青空の極限

「少年」
 突然、悠季先輩が口を開いた。
「昨日の女の子、あれってキミの彼女?」
「な、何言ってるんすか」
 ボクは慌てて首を横に振った。
「アハハ。そんなにテレなくても良いゾ」
 先輩は笑った。悠季先輩とボクは、よくこうして屋上で時間を潰す。
「本当に違いますって。ボクが好きなのは悠季先輩なんですから……」
「なかなかかわいい娘(こ)だったじゃないの」
 先輩は胸ポケットからマイルドセブンを取り出して、そいつを咥えた。
「ボクは先輩のこと、マジで好きです」
「ふぅん」
 風が屋上を通り過ぎ、煙草の匂いが空に拡散していった。
「キミさぁ、憧れと恋愛感情を一緒にしたらダメだよ」
 先輩は素っ気なく言った。
「憧れ?」
 ボクは繰り返す。
「キミみたいな少年にとって、私みたいのはカッコいいお姉さんかもしれない。でも、それってただの憧れだよ、きっと」
 先輩はそう言うと、立ち上がって屋上のフェンスを跳び越えた。
「少年、キミは授業出なくていいの?」
「ボクにも煙草、下さい」
「ダーメ」
 先輩は手をひらひらと振って、屋上の端っこを歩いていった。慌ててボクもフェンスによじのぼって屋上の端に降りる。思わず下を見て、足がすくんだ。
「アハハ」
 先輩は笑いながら両手でバランスをとって歩いていく。ボクも後を追った。
「あっぶないゾー、少年」
 先輩が笑った。ボクは少し深呼吸する。もう怖くはない。ボクは前に歩き出す。
「先輩っ!」
 先輩がすぐそこを歩いている。
「ボクのこと、少年って呼ぶの、止めてもらえませんか?」
 ボクは真っ直ぐ先輩を見た。先輩は空を見上げていた。一歩でも足を踏み外したら真っ逆さまに落っこちて死ぬ。そこはそういう場所だった。

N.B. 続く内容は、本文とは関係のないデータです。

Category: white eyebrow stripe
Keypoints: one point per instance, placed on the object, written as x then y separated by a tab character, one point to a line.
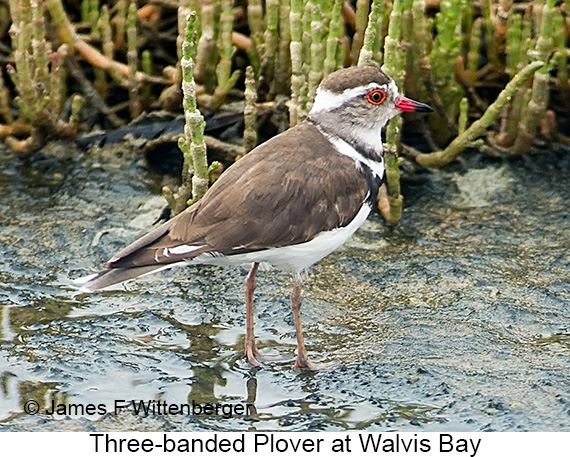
326	100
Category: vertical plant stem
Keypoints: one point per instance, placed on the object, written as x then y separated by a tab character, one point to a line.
250	113
297	75
369	51
333	39
393	65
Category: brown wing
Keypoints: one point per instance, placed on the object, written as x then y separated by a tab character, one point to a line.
261	201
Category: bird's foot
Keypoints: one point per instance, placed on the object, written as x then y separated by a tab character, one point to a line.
256	358
306	363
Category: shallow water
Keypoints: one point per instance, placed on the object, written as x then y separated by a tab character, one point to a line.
457	319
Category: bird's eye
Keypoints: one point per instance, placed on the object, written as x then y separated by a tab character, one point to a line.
376	97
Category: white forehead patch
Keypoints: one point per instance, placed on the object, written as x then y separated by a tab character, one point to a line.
326	100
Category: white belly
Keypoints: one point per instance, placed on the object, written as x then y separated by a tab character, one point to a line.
298	257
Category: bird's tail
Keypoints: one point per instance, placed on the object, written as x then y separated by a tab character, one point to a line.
106	278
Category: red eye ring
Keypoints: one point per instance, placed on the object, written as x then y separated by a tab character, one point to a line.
376	96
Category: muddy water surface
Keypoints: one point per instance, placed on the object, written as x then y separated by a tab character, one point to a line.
457	319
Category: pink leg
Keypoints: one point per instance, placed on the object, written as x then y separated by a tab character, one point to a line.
302	359
251	350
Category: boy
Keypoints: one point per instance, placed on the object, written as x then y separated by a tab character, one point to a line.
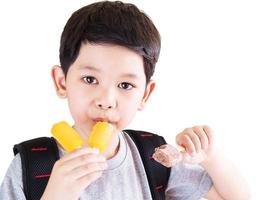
108	53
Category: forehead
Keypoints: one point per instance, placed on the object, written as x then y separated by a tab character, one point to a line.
103	57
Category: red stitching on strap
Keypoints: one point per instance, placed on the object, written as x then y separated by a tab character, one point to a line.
158	187
146	135
39	149
42	176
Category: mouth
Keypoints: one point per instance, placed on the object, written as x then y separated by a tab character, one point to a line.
101	120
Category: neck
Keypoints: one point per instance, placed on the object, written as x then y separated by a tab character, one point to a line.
113	147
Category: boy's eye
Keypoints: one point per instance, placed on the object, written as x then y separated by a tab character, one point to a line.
126	86
90	80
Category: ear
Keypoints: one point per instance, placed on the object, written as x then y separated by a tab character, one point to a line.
59	81
149	89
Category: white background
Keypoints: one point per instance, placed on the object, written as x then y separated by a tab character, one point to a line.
212	70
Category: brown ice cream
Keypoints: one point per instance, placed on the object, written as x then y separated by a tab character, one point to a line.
168	155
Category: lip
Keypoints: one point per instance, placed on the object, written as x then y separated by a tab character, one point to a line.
100	119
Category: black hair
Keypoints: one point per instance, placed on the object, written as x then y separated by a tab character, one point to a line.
109	22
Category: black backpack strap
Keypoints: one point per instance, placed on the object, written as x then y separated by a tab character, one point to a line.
157	174
37	159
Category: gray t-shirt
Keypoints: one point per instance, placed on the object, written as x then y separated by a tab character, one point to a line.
124	179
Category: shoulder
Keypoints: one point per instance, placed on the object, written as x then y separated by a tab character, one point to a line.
188	180
14	171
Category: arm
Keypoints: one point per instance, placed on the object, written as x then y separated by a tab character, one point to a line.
74	172
223	173
200	148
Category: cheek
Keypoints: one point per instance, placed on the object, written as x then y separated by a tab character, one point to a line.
127	111
77	107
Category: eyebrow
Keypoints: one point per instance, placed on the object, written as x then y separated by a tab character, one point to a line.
125	75
89	68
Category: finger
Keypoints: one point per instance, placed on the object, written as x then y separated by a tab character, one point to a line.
202	136
78	152
187	143
209	134
195	139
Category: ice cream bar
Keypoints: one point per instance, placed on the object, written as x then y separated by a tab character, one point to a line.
67	137
100	135
168	155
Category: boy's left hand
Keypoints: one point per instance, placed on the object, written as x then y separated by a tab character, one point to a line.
198	142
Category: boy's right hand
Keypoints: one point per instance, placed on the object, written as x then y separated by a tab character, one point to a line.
73	173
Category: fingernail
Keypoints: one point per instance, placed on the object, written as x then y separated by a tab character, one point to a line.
95	150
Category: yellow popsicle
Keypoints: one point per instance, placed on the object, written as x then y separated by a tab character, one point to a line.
100	135
66	136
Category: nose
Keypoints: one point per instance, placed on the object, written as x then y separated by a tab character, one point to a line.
106	100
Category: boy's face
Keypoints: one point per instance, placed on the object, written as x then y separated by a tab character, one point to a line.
105	83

 ボクは一歩前に足を踏み出した。手を伸ばしたら、もう先輩に手が届く距離だった。
「もし、ボクの手が先輩を押したら、先輩、どうします?」
 ボクは訊いた。何故か、時の流れが緩慢になった気がした。
「ん?」
 先輩が振り返った。立場は完全に逆転していた。
「もし、ボクが先輩のことを……」
「押さないよ。キミは押さない」
 先輩がはっきりと言った。ボクは先輩を見た。二人とも動かなかった。先輩のスカートが風になびく。そのとき、ボクはやっと自分が息をするのを忘れていたことに気がついた。